I have a friend who loves camera gear. He has a recent DSLR and several professional series fast zoom lenses. All quiet beautiful, big, impressive and expensive. I asked him if he had ever thought of using a 50mm prime lens.
“My skill isn’t high enough to handle a prime 50mm lens. They are only for professionals,” he replied. “That’s why I have three zoom lenses, much easier to handle.”
As a youth I was introduced to photography by my uncle who had (if my memory serves me right) a Nikon SLR and 3 prime lenses - 28mm, 50mm, and a 120mm. They served him well for many years. I ended up being a Canon guy, as it was a Canon AE1 that I inherited from my dad that he seldom used. It came with the standard issue 50mm 1.8. As a youth, with little money to buy more lenses (let alone film and processing), I shot only with the 50mm, only dreaming of owning a “big zoom” one day.
After a few years I bought my first zoom, a 4.5-5.6 70-200mm Canon zoom lens. I proudly hung my big new gun over my shoulder, often clipping on a large black lens shade to enhance its prowess. But to my dismay I was dogged by the slowness of the lens.

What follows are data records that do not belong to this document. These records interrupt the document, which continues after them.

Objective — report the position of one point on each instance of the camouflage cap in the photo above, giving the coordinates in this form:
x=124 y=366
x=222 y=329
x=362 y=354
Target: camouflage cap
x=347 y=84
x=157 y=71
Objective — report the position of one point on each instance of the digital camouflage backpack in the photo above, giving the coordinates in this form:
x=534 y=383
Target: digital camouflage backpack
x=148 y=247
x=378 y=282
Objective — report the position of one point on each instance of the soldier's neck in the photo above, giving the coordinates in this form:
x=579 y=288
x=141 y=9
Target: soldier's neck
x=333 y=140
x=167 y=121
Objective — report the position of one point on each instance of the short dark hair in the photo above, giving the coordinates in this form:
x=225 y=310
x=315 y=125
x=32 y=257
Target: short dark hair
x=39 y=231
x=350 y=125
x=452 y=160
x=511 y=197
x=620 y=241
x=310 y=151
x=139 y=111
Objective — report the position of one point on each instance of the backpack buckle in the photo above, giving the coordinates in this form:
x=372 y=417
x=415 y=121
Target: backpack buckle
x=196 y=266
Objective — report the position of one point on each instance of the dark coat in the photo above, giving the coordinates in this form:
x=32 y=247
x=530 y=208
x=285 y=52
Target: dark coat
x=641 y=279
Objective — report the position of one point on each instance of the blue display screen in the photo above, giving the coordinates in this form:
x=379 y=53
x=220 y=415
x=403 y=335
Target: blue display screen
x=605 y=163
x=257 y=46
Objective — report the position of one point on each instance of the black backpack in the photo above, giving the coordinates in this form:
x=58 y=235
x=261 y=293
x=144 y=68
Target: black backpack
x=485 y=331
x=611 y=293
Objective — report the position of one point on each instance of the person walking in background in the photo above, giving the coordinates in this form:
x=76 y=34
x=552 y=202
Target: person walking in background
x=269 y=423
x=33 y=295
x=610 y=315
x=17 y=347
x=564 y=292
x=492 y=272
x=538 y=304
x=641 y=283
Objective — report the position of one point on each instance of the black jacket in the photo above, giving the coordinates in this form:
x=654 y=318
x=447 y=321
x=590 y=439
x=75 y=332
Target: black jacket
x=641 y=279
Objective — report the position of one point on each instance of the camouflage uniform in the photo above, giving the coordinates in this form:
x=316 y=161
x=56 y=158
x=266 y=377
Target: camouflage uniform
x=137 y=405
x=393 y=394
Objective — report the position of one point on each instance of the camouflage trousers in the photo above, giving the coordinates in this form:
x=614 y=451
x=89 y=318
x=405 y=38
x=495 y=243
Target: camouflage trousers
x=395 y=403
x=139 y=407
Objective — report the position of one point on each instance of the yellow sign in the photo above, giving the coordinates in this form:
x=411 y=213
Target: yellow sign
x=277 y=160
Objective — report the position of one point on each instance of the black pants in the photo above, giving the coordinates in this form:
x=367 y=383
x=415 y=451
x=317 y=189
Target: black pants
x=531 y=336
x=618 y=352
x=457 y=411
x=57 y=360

With my 50mm I was hand holding down to 1/15 of a second and getting great shots. I missed the shallow depth of field and the small size. The zoom lens was big and heavy, pictures were often blurry and under exposed. People ran for cover when I pulled it out. On the outside, I loved the manliness and respect that came with the big black zoom. Not to say it wasn’t great for a bright day outside. But on the inside, I was frustrated with its trade-offs.
After college I started assisting local professional photographers part-time. Two in particular - one a commercial photographer, his forte was corporate and editorial portraits. The other, a talented wedding photographer who fell in love with every wedding she went to. They both had a lot of gear - medium and 35 mm format - but between the two of them, not one zoom lens.

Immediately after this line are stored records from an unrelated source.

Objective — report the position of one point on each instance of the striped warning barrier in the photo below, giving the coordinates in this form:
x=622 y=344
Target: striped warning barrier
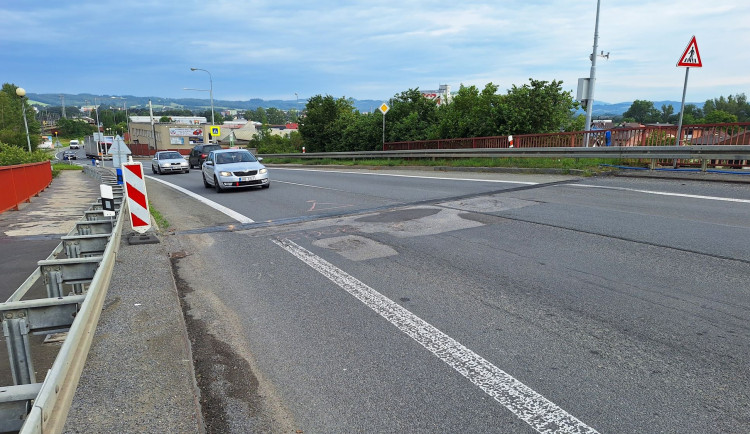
x=135 y=188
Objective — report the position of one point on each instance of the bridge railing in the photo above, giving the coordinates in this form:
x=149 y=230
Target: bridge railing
x=76 y=276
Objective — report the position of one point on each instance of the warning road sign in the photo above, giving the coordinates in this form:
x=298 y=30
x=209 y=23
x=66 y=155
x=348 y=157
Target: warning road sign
x=135 y=188
x=691 y=58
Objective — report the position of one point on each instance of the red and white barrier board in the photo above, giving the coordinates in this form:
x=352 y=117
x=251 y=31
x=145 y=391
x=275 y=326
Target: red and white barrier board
x=135 y=190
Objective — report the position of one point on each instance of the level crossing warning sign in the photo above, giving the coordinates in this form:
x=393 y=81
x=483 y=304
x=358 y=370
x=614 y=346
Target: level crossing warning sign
x=135 y=190
x=691 y=58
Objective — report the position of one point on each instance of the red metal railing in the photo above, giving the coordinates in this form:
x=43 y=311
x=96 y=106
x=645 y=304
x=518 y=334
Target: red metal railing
x=654 y=135
x=21 y=182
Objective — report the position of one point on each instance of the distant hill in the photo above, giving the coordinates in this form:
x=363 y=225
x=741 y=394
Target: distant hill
x=604 y=109
x=186 y=103
x=601 y=109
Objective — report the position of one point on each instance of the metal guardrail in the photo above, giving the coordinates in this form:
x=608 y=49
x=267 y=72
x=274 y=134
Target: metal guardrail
x=653 y=153
x=76 y=289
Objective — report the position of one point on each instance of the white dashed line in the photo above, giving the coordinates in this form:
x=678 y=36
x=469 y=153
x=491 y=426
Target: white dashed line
x=663 y=193
x=531 y=407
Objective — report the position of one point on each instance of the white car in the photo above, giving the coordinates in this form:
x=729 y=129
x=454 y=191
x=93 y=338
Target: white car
x=233 y=168
x=169 y=161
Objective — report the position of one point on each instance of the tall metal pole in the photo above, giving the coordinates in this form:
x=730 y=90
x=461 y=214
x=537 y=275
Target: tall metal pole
x=22 y=93
x=153 y=129
x=210 y=92
x=592 y=77
x=98 y=132
x=383 y=147
x=682 y=109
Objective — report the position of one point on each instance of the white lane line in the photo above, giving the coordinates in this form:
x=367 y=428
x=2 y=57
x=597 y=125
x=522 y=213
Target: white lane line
x=311 y=186
x=664 y=193
x=221 y=208
x=534 y=409
x=413 y=176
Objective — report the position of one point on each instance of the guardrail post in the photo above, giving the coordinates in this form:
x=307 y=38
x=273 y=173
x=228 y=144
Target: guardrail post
x=16 y=331
x=53 y=282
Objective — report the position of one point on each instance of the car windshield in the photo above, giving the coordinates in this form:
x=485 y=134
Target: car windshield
x=234 y=157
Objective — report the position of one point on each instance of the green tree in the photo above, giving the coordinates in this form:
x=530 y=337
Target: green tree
x=323 y=127
x=257 y=115
x=364 y=132
x=470 y=114
x=720 y=117
x=692 y=115
x=736 y=105
x=276 y=116
x=537 y=107
x=72 y=128
x=667 y=112
x=642 y=111
x=218 y=118
x=411 y=117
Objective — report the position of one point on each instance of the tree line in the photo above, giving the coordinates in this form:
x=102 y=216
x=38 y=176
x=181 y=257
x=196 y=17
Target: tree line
x=333 y=124
x=734 y=108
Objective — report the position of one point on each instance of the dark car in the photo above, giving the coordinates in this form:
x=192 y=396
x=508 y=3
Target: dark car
x=199 y=153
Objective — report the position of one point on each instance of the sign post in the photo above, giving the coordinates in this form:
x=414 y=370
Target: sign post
x=690 y=57
x=135 y=189
x=108 y=200
x=384 y=109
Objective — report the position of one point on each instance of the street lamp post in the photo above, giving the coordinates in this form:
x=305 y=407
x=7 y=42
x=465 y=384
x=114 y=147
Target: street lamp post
x=125 y=109
x=210 y=91
x=98 y=131
x=22 y=93
x=592 y=78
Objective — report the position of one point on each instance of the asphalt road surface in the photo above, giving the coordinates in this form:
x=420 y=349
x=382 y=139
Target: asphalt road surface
x=409 y=301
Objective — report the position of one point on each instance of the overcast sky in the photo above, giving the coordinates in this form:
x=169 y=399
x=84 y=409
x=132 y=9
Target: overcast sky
x=370 y=49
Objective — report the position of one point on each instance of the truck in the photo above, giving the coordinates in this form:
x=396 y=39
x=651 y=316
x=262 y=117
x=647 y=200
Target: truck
x=97 y=145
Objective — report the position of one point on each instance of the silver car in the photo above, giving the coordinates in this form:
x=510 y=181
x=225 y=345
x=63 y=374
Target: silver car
x=169 y=161
x=233 y=168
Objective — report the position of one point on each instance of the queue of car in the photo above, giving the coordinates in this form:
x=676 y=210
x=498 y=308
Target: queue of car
x=222 y=169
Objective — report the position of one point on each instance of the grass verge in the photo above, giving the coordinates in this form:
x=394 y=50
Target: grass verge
x=57 y=167
x=586 y=164
x=160 y=220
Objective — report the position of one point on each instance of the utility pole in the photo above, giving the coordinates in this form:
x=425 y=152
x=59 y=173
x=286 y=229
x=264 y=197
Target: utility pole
x=153 y=129
x=592 y=77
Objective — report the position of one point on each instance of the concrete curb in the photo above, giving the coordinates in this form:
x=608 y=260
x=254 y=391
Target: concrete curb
x=139 y=375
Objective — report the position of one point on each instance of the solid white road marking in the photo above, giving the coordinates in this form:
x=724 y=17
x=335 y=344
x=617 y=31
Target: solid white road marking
x=664 y=193
x=221 y=208
x=531 y=407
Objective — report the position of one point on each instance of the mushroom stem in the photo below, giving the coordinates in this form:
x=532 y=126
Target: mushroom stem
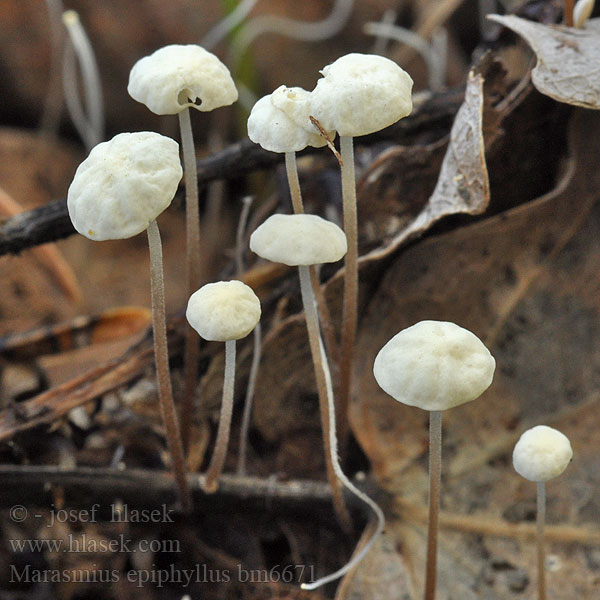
x=540 y=539
x=211 y=482
x=317 y=348
x=325 y=404
x=291 y=169
x=435 y=480
x=257 y=348
x=568 y=17
x=256 y=354
x=192 y=260
x=349 y=318
x=165 y=394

So what’s my point? I guess my point is you don’t need $1500 zoom lenses to take good pictures. And second, a cheap zoom lens will help you take worse pictures.
A fixed prime lens, such as a 50mm 1.8 or a 28mm 2.8, will actually give you more freedom not less. Slow shutter speeds, shallow depths of fields, fast focusing, small in size, light in weight, bright viewfinder, and sharp, sharp images. If you want to zoom just step forward, step back.
Recent lens technology has made zoom lenses lighter, smaller, cheaper and in most cases better than zooms of the past. Image stabilization has greatly lowered acceptable hand holding shutter speeds. But image stabilization also helps prime lenses, taking us to recently unheard handholding shutter speeds – 1/15, 1/8, even ¼ of a second! If you love photography try and pick up a 50mm, 35mm, or 28mm prime lens. You will love the freedom, size, and image quality it will give you.
Something has gone awry when the consensus thinks only masters can handle a prime lens. Quite the opposite!